Esto les entristecía y les inquietaba, y pensaban haberse equivocado en su idea
de encontrar al Salvador.

La caravana podía ser ahora de unas doscientas personas y, ocupaba más o menos
el trayecto de un cuarto de legua. Ya desde Causur se les había agregado cierto
número de personas distinguidas y otras se unieron a ellos más tarde. Los tres
Reyes iban sentados sobre tres dromedarios y otros tres de estos animales
llevaban el equipaje. Cada Rey tenía cuatro hombres de su tribu; la mayor parte
de los acompañantes montaban sobre cabalgaduras muy rápidas, de airosas cabezas.
No sabría decir si eran asnos o caballos de otra raza, pero se parecían mucho a
nuestros caballos. Los animales que utilizaban las personas más distinguidas
tenían bellos arneses y riendas, adornados de cadenas y estrellas de oro.
Algunos del séquito de los Reyes se desprendieron del cortejo y entraron en la
ciudad, regresando con soldados y guardianes.
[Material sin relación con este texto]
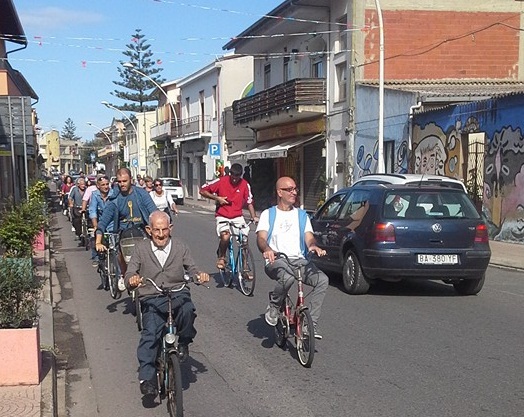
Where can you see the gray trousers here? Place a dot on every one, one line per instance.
(283, 274)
La llegada de una caravana tan numerosa en una época en que no se celebraba
fiesta alguna, y no siendo por razones de comercio, y llegando por el camino que
llegaban, era algo muy extraordinario. A todas las preguntas que se les hacía
respondían hablando de la estrella que los había guiado y del Niño recién
Nacido. Nadie comprendía nada de este lenguaje, y los Reyes se turbaron mucho,
pensando que tal vez se habían equivocado, puesto que no encontraban a uno
siquiera que supiese algo relacionado con el Niño Salvador del mundo, Nacido
allí, en sus tierras. Todos miraban con sorpresa a los Reyes, sin comprender el
por qué de su venida ni lo que buscaban.

Cuando estos guardianes de la puerta vieron la generosidad con que trataban los
Reyes a los mendigos que se acercaban, y cuando oyeron decir que deseaban
alojamiento, que pagarían bien, y que entretanto deseaban hablar al rey Herodes,
algunos entraron en la ciudad y se sucedió una serie de idas y venidas, de
mensajeros y de explicaciones, mientras los Reyes se entretenían con toda la
suerte de gentes que se les había acercado. Algunos de estos hombres habían oído
hablar de un Niño Nacido en Belén; pero no podían siquiera pensar que pudiera
tener relación con la venida de los Reyes, sabiendo que se trataba de padres
pobres y sin importancia. Otros se burlaban de la credulidad de los Reyes.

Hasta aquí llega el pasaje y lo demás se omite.